However I have noticed that some bots/people do do this, set the UA string to GoogleBot, but whether it's bots or Mozilla users playing around I don't know.

Cheers,
Nigel

ciml

6:53 pm on Jul 14, 2003 (gmt 0)

WebmasterWorld Senior Member 10+ Year Member



I'd be very suspicious if the email said "Disallow: /" (as I misread it initially), instead of "Allow: /".

As long as a webmaster like dillonstars understands what Allow: / achieves, and is therefore happy to allow Googlebot to crawl his URLs, then there really isn't a danger.

alxdean

6:54 pm on Jul 14, 2003 (gmt 0)

10+ Year Member



athinktank,
I would not go as far as stating it invalid code. As the robots standard, as it stands, is not backed by any official standards body (not by RFC or IETF). The Internet Draft "A Method for Web Robots Control" found at:http://www.robotstxt.org/wc/norobots-rfc.html might have expired in 1997, but it does not stop many forward looking search engines to start utilising some of the flexibliity it provides.
Taking into respect that not even the robots standard from 1994 made it to RFC level.

dillonstars,I would not be suspicious but happy about such privileged attention. I do hope you keep your code squeeky clean ;-) would not want that attention to backfire on you.

Yidaki

8:49 pm on Jul 14, 2003 (gmt 0)

WebmasterWorld Senior Member 10+ Year Member



athinktank, it might be not (yet) rfc standard but (allready) googlebot standard:

Please note that there is a small difference between the way Googlebot handles the robots.txt file and the way the robots.txt standard says we should (keeping in mind the distinction between "should" and "must"). The standard says we should obey the first applicable rule, whereas Googlebot obeys the longest (that is, the most specific) applicable rule. This more intuitive practice matches what people actually do, and what they expect us to do. For example, consider the following robots.txt file:

User-Agent: *
Allow: /
Disallow: /cgi-bin

It's obvious that the webmaster's intent here is to allow robots to crawl everything except the /cgi-bin directory. Consequently, that's what we do.

[google.com...]

HitProf

8:59 pm on Jul 14, 2003 (gmt 0)

WebmasterWorld Senior Member 10+ Year Member



Allow: is specific for Google, no other bot uses it.
Why doesn't Google stick to Disallow: (with nothing behind it)?

Symbios

9:57 pm on Jul 14, 2003 (gmt 0)

10+ Year Member



Why not just delete;

User-agent: Googlebot
Allow: /

And googlebot will follow.

dillonstars

7:48 am on Jul 15, 2003 (gmt 0)

10+ Year Member



Thanks for all the attention folks!

I was aware that allowing spiders to visit my site wasn't going to do any harm, as yes, the code is pretty squeeky clean.

I never really believed that anything malicious was intended (perhaps a hoax at worst), and am delighted at the positive feedback for the site.

Powdork

8:26 am on Jul 15, 2003 (gmt 0)

WebmasterWorld Senior Member 10+ Year Member



Dillonstars,
Is your site such that someone could search for something, expect to find yoursite, not find it, and then complete the dissatified with results form.
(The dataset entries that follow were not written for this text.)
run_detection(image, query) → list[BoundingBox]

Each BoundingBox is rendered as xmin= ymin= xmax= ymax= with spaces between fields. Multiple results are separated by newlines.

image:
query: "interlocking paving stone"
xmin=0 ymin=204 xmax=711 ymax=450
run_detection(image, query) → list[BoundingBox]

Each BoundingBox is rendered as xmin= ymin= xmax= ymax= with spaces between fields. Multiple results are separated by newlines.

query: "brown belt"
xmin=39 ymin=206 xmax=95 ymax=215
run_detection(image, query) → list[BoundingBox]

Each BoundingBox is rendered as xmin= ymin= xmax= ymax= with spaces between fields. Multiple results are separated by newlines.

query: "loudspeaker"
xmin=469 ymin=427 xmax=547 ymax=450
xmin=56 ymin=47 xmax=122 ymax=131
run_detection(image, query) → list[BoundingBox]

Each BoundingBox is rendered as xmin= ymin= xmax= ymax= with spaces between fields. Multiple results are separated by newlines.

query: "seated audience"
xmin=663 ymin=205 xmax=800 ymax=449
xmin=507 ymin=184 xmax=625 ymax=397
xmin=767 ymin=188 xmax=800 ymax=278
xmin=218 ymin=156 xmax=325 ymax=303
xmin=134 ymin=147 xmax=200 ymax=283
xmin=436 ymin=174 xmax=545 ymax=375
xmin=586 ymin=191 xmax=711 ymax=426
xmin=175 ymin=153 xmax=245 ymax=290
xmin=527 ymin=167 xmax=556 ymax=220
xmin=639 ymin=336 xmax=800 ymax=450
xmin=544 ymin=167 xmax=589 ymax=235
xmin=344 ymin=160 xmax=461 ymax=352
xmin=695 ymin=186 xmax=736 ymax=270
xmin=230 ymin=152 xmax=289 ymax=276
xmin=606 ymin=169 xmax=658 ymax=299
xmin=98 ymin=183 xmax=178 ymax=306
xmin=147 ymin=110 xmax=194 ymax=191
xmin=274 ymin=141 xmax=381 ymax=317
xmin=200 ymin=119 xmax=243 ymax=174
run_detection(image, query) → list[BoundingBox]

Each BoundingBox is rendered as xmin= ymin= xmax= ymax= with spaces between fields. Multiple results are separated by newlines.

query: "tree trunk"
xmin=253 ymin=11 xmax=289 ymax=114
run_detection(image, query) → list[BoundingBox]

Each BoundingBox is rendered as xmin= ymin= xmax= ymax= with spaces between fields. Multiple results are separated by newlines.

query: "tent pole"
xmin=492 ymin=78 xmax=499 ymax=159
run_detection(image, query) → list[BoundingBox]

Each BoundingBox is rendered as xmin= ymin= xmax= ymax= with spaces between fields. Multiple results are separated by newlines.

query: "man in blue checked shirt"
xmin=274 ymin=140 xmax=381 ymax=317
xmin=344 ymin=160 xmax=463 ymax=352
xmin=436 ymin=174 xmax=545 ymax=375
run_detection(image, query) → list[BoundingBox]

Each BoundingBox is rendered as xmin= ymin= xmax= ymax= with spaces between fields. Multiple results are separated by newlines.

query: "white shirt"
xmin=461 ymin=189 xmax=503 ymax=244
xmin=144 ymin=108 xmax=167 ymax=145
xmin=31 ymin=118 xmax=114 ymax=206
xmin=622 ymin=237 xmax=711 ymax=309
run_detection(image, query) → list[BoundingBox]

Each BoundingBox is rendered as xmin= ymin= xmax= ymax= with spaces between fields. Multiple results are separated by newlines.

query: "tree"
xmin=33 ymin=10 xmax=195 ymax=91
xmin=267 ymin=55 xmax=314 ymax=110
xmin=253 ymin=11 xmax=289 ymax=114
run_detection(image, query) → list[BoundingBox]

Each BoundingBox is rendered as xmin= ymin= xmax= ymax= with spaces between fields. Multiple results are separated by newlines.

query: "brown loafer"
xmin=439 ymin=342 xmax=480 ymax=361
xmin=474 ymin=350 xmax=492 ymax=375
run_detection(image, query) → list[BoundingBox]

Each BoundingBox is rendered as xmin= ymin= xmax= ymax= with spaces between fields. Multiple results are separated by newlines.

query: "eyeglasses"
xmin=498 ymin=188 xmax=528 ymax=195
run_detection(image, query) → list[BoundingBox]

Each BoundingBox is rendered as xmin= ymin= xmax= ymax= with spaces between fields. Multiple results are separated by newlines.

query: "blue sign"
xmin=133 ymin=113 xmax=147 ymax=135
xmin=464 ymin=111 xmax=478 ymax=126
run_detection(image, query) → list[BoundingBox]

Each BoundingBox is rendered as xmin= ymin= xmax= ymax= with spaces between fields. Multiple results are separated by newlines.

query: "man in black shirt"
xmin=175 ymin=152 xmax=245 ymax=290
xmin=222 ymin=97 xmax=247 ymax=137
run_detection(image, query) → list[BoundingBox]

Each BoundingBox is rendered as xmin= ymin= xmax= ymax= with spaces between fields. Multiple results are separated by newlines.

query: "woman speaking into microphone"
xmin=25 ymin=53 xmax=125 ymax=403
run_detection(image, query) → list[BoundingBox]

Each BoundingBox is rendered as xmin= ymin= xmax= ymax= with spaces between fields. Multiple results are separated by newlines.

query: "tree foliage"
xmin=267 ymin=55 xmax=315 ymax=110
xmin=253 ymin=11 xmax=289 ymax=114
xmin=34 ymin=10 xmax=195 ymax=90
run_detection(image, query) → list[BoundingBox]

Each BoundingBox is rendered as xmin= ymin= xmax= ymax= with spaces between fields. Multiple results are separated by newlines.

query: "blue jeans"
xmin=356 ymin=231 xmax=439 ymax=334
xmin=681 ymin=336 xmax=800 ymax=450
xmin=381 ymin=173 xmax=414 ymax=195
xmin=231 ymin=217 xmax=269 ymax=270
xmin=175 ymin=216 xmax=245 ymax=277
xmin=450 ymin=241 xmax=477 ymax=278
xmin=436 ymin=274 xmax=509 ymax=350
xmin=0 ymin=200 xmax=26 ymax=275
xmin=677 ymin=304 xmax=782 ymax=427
Stating the results were unsatisfactory because your site was not listed. Perhaps this would trigger a manual check, the Googlemployee would say "Hey, this should be listed! I'll fire off an email"

dillonstars

8:33 am on Jul 15, 2003 (gmt 0)

10+ Year Member



Powdork > no it's a personal humor site. It's listed in the ODP, so i presume they found it, found it funny, and noticed on their toolbar that it didnt have a page rank ... or something like that...